The news about a child having CP is received in a myriad of ways. As is with everything new, majority are those who struggle to accept the news. Not only is the information disheartening in itself, but sometimes the delivery is also an issue. We tend to use disabling language and not take time to clearly communicate to the parents as clinicians. And therefore, the key partners in care are already disempowered before the whistle is blown.


There are also many barriers to care for children with CP. These include minimal access to quality care, inadequate information on where to get the care, inability to sustain care in terms of fees and time and as well lack of well-equipped facilities to facilitate the required care. More often than not, we see/hear parents blame themselves; thinking that maybe they did something wrong. We also see delay in the diagnosis whereby the developmental delay is caught way late into development. This leads to even harder conversations as the blame shifts back and forth.
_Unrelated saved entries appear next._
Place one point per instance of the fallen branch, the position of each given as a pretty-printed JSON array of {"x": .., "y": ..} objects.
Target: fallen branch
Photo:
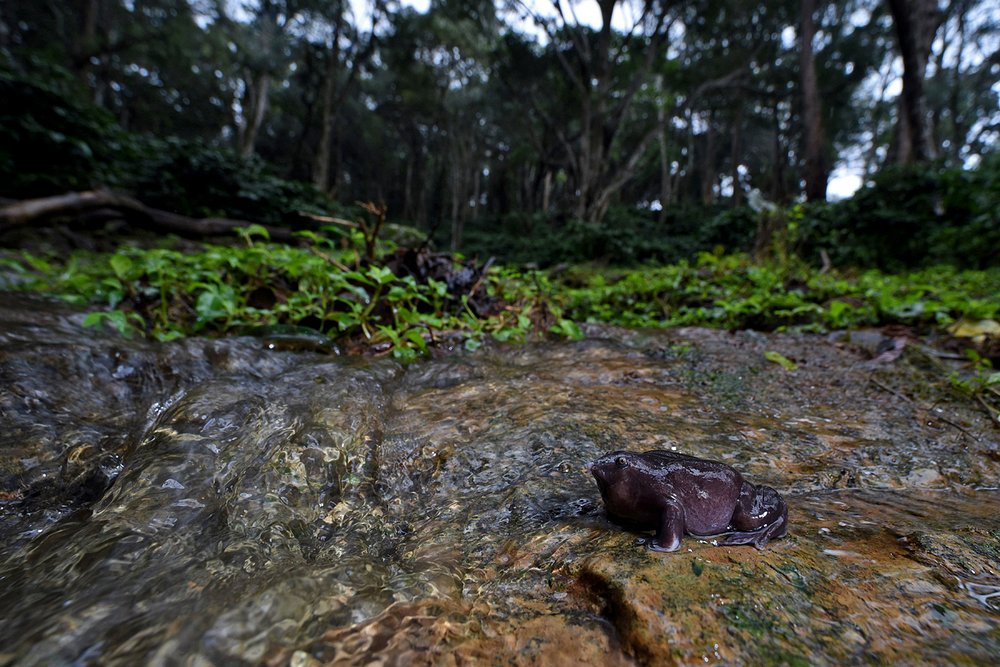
[{"x": 83, "y": 204}]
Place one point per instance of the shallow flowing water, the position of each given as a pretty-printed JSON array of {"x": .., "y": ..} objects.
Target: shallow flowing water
[{"x": 234, "y": 502}]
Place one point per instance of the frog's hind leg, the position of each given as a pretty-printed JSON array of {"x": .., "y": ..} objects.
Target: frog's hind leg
[{"x": 760, "y": 516}]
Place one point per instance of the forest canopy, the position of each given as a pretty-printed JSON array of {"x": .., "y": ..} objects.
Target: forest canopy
[{"x": 538, "y": 131}]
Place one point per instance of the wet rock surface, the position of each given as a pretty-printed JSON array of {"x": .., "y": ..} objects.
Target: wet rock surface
[{"x": 220, "y": 502}]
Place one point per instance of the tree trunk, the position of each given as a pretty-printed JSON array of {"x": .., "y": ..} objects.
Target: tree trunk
[
  {"x": 736, "y": 152},
  {"x": 321, "y": 164},
  {"x": 254, "y": 111},
  {"x": 916, "y": 22},
  {"x": 812, "y": 114}
]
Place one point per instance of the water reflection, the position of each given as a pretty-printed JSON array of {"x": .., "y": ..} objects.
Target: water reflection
[{"x": 226, "y": 502}]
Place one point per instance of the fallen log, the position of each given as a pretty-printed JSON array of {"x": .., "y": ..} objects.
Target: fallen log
[{"x": 79, "y": 204}]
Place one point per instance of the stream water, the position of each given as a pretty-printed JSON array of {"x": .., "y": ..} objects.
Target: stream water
[{"x": 223, "y": 502}]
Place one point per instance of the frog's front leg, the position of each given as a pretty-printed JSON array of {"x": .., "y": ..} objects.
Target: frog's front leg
[{"x": 670, "y": 530}]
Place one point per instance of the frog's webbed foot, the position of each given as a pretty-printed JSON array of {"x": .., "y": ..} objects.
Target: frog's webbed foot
[{"x": 653, "y": 545}]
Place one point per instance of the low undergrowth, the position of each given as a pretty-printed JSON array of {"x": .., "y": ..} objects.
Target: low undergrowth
[
  {"x": 731, "y": 292},
  {"x": 331, "y": 286}
]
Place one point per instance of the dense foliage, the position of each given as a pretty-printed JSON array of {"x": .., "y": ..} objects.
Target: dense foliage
[
  {"x": 326, "y": 287},
  {"x": 488, "y": 120}
]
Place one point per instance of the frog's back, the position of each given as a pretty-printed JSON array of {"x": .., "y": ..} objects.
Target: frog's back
[{"x": 708, "y": 490}]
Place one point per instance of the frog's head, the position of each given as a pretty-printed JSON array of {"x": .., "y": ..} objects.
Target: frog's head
[{"x": 612, "y": 469}]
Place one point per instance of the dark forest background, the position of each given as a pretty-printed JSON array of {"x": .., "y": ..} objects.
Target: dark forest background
[{"x": 515, "y": 130}]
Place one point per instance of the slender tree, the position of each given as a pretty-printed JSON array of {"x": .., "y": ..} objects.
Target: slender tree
[
  {"x": 916, "y": 22},
  {"x": 812, "y": 116}
]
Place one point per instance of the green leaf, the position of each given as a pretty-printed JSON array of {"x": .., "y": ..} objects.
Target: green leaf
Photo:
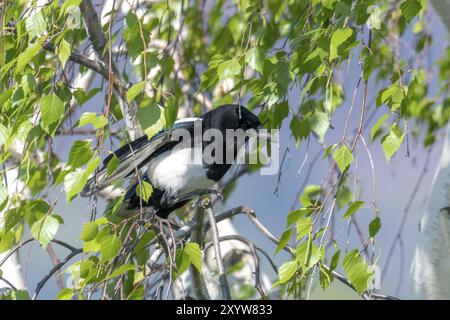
[
  {"x": 110, "y": 246},
  {"x": 374, "y": 227},
  {"x": 63, "y": 52},
  {"x": 144, "y": 190},
  {"x": 65, "y": 294},
  {"x": 319, "y": 123},
  {"x": 98, "y": 121},
  {"x": 20, "y": 295},
  {"x": 79, "y": 154},
  {"x": 343, "y": 157},
  {"x": 284, "y": 239},
  {"x": 68, "y": 3},
  {"x": 90, "y": 230},
  {"x": 76, "y": 180},
  {"x": 112, "y": 165},
  {"x": 121, "y": 270},
  {"x": 352, "y": 209},
  {"x": 357, "y": 271},
  {"x": 228, "y": 69},
  {"x": 392, "y": 95},
  {"x": 44, "y": 230},
  {"x": 52, "y": 110},
  {"x": 136, "y": 89},
  {"x": 335, "y": 260},
  {"x": 307, "y": 254},
  {"x": 337, "y": 39},
  {"x": 304, "y": 227},
  {"x": 195, "y": 254},
  {"x": 377, "y": 125},
  {"x": 287, "y": 271},
  {"x": 255, "y": 58},
  {"x": 171, "y": 112},
  {"x": 328, "y": 150},
  {"x": 390, "y": 144},
  {"x": 35, "y": 25},
  {"x": 410, "y": 9},
  {"x": 3, "y": 192},
  {"x": 152, "y": 119},
  {"x": 26, "y": 56}
]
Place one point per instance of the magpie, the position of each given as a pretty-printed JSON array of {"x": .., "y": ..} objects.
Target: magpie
[{"x": 169, "y": 168}]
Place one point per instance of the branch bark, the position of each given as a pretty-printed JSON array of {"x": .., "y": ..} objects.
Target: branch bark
[
  {"x": 99, "y": 42},
  {"x": 430, "y": 268}
]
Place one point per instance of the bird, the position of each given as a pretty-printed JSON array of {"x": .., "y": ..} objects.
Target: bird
[{"x": 168, "y": 165}]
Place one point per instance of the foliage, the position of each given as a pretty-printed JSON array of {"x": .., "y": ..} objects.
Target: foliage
[{"x": 252, "y": 50}]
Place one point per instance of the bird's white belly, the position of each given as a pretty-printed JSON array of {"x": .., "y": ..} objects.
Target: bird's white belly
[{"x": 176, "y": 171}]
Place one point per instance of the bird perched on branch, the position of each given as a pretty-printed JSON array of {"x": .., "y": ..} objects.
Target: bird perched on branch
[{"x": 170, "y": 163}]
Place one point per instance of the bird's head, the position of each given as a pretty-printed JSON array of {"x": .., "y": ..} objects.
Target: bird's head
[{"x": 232, "y": 117}]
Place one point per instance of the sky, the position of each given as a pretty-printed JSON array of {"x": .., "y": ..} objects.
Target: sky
[{"x": 395, "y": 181}]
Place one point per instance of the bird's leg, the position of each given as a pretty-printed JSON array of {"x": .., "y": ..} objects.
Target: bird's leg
[{"x": 168, "y": 200}]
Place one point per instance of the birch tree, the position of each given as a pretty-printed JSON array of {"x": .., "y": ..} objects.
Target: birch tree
[{"x": 152, "y": 62}]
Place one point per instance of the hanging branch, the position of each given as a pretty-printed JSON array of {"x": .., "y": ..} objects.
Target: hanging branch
[
  {"x": 99, "y": 43},
  {"x": 225, "y": 289}
]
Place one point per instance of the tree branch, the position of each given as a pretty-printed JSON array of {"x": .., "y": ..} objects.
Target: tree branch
[{"x": 225, "y": 289}]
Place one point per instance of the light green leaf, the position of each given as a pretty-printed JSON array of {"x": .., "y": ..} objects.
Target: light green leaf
[
  {"x": 73, "y": 21},
  {"x": 195, "y": 254},
  {"x": 374, "y": 227},
  {"x": 26, "y": 56},
  {"x": 3, "y": 192},
  {"x": 63, "y": 52},
  {"x": 90, "y": 230},
  {"x": 35, "y": 25},
  {"x": 44, "y": 230},
  {"x": 284, "y": 239},
  {"x": 377, "y": 125},
  {"x": 68, "y": 3},
  {"x": 98, "y": 121},
  {"x": 304, "y": 227},
  {"x": 255, "y": 58},
  {"x": 112, "y": 165},
  {"x": 307, "y": 254},
  {"x": 410, "y": 9},
  {"x": 122, "y": 269},
  {"x": 287, "y": 271},
  {"x": 65, "y": 294},
  {"x": 352, "y": 209},
  {"x": 357, "y": 271},
  {"x": 144, "y": 190},
  {"x": 319, "y": 123},
  {"x": 171, "y": 112},
  {"x": 228, "y": 69},
  {"x": 343, "y": 157},
  {"x": 390, "y": 144},
  {"x": 338, "y": 38},
  {"x": 4, "y": 134},
  {"x": 79, "y": 154},
  {"x": 328, "y": 150},
  {"x": 152, "y": 119},
  {"x": 136, "y": 89},
  {"x": 76, "y": 180},
  {"x": 52, "y": 110},
  {"x": 110, "y": 246}
]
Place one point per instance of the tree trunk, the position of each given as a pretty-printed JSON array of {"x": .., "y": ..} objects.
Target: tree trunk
[{"x": 430, "y": 269}]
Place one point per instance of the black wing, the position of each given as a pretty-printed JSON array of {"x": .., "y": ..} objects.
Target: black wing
[{"x": 133, "y": 156}]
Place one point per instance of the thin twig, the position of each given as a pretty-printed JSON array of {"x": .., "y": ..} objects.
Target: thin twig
[{"x": 225, "y": 289}]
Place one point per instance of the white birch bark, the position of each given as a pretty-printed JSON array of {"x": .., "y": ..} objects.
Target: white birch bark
[{"x": 430, "y": 269}]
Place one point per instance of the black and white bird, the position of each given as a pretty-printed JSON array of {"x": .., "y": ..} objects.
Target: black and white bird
[{"x": 169, "y": 168}]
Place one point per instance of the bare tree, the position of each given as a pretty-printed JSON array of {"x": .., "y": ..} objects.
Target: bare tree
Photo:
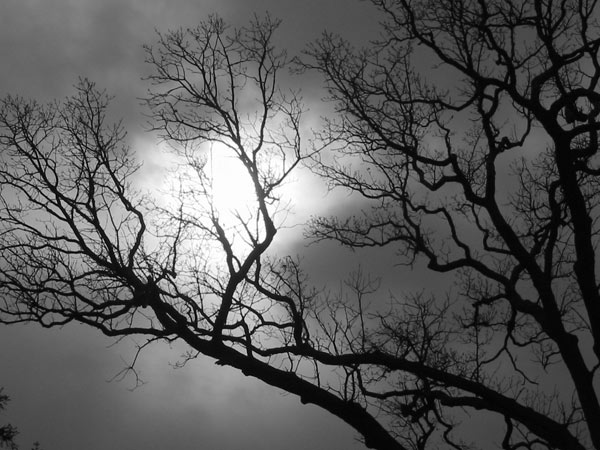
[
  {"x": 492, "y": 182},
  {"x": 472, "y": 129}
]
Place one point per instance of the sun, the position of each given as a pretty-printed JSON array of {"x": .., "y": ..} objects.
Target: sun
[{"x": 232, "y": 190}]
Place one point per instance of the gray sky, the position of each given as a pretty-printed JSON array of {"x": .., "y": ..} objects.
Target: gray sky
[{"x": 58, "y": 378}]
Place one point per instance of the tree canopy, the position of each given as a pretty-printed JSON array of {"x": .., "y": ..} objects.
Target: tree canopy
[{"x": 469, "y": 132}]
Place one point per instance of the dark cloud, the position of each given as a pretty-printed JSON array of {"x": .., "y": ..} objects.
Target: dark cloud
[{"x": 58, "y": 378}]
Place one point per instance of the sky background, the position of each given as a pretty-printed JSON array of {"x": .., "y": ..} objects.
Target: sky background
[{"x": 58, "y": 379}]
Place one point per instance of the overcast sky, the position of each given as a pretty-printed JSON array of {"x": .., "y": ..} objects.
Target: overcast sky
[{"x": 58, "y": 378}]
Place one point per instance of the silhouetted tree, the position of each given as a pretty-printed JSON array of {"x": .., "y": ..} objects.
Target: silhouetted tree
[
  {"x": 7, "y": 432},
  {"x": 470, "y": 132}
]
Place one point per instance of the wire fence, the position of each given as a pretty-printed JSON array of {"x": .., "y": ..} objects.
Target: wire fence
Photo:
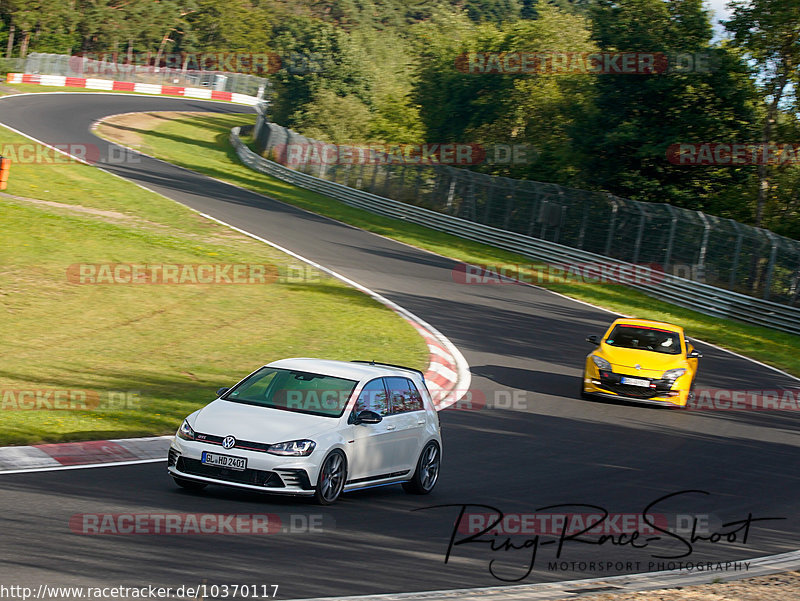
[
  {"x": 681, "y": 242},
  {"x": 83, "y": 67}
]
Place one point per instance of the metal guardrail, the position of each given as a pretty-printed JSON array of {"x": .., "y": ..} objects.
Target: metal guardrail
[{"x": 697, "y": 296}]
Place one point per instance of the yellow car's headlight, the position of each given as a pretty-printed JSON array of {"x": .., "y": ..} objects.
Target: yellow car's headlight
[
  {"x": 601, "y": 363},
  {"x": 673, "y": 374}
]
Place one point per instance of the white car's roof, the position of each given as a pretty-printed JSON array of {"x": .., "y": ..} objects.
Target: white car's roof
[{"x": 341, "y": 369}]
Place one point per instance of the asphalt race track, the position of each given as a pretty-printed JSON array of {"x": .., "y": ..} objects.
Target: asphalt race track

However, despite the many barriers and hinderances, it is time we listened a bit more and talked about it some more. It is time we engineered our own language to bring about compassion toward these children and their caregivers. It is time we started to not be afraid to ask the questions, to reach out and touch the child, it is time we viewed them as integral members of our society and helped them lead meaningful lives.


I am now a clinician. I am learning and I am educating. I am engaging. I work with other clinicians too who are out there in massive ways doing their best to change the narrative. There is help, there is more information than before. There are more strides being made in this sector than before. I guess what I am essentially saying is that there is HOPE. And is it not all we need to forge forward?


I then plead with you who doesn’t know how to engage to reach out and start the journey. For you who is already dealing with this, to feel encouraged to get the right help. To accept that we are all learning, we are all trying. To have a little more re-assurance in the human spirit to shine through with kindness and compassion. Let’s love all our children and let them be just that, children.